Keywords co-word analysis detected the current research hotspots and emerging topics, including not only the well-known research hotspots like data mining, cloud computing, machine learning, MapReduce, Hadoop, social media, and visualization, but also some emerging research topics, such as data science (data privacy, data management, data protection, and data quality, etc.), deep learning, and so on. Moreover, algorithm, model, performance and optimization are also gradually entering researchers’ considerations. In addition, keywords co-word analysis also detected the current emerging and sustainable development applications areas of big data, such as social network, smart city, bioinformatics, crowdsourcing, ethics, Genomics, GIS, Healthcare, Education, epidemiology, precision medicine, and energy.

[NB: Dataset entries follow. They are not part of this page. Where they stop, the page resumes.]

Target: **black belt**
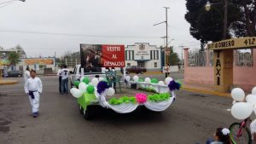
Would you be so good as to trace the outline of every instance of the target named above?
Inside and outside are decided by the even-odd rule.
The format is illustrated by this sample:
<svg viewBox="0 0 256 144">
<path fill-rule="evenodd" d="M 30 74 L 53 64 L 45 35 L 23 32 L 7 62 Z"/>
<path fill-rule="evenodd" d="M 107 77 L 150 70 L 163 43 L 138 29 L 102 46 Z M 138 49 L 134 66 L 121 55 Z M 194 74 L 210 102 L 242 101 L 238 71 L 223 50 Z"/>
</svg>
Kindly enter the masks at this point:
<svg viewBox="0 0 256 144">
<path fill-rule="evenodd" d="M 36 91 L 32 91 L 32 90 L 29 90 L 28 92 L 28 95 L 31 95 L 31 98 L 32 99 L 34 99 L 35 98 L 35 95 L 34 95 L 34 92 L 37 92 L 38 90 Z"/>
</svg>

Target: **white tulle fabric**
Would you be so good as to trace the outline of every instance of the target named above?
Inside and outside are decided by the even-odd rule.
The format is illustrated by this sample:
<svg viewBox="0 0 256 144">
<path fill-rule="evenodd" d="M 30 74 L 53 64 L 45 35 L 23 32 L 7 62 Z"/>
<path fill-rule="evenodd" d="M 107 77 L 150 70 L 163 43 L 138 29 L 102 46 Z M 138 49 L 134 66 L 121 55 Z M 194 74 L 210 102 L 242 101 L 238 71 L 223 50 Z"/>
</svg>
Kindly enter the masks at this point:
<svg viewBox="0 0 256 144">
<path fill-rule="evenodd" d="M 166 108 L 168 108 L 171 106 L 171 104 L 173 101 L 173 98 L 174 97 L 170 97 L 168 101 L 164 101 L 160 102 L 147 101 L 144 103 L 144 106 L 151 111 L 155 111 L 155 112 L 165 111 Z"/>
<path fill-rule="evenodd" d="M 108 101 L 105 101 L 104 106 L 106 106 L 108 108 L 111 108 L 118 113 L 129 113 L 136 110 L 136 108 L 138 107 L 138 104 L 123 103 L 120 105 L 110 105 Z"/>
<path fill-rule="evenodd" d="M 129 81 L 128 84 L 131 86 L 131 84 L 137 84 L 139 87 L 143 89 L 149 88 L 154 89 L 158 93 L 167 93 L 169 92 L 169 87 L 166 84 L 146 84 L 145 82 L 133 82 Z"/>
<path fill-rule="evenodd" d="M 168 101 L 164 101 L 160 102 L 153 102 L 153 101 L 147 101 L 142 105 L 144 105 L 148 109 L 155 112 L 161 112 L 168 108 L 173 101 L 175 98 L 174 91 L 172 91 L 172 96 L 170 97 Z M 106 101 L 106 91 L 102 92 L 101 95 L 96 93 L 97 100 L 102 107 L 111 108 L 114 112 L 118 113 L 129 113 L 133 112 L 137 109 L 139 104 L 133 104 L 133 103 L 122 103 L 120 105 L 110 105 Z"/>
</svg>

As an emerging hot topic, big data has changed the lives of human beings, and driven some changes in thinking, decision making, and research paradigms. Moreover, big data itself contains important strategic resources for social trends, market changes, scientific and technological development and national security. Many colleges and universities have opened big data disciplines and courses. However, as a new emerging cross-discipline, the sustainable development of big data still faces many very complicated and difficult challenges, such as the heterogeneity and incompleteness of data, the efficiency of big data processing, big data security and privacy protection, high energy consumption, and so on. On the one hand, these challenges indicate some sustainable development directions of future big data research. On the other hand, these challenges are also unprecedented opportunities of big data sustainable development. With the increasing improvement of physical infrastructure constructions and policy making at national and institutional levels, and the further breakthroughs of information technologies (computer networks, distributed systems, cloud computing, data storage, machine learning, and so on), these above issues will be gradually solved. A bright future of big data science is coming.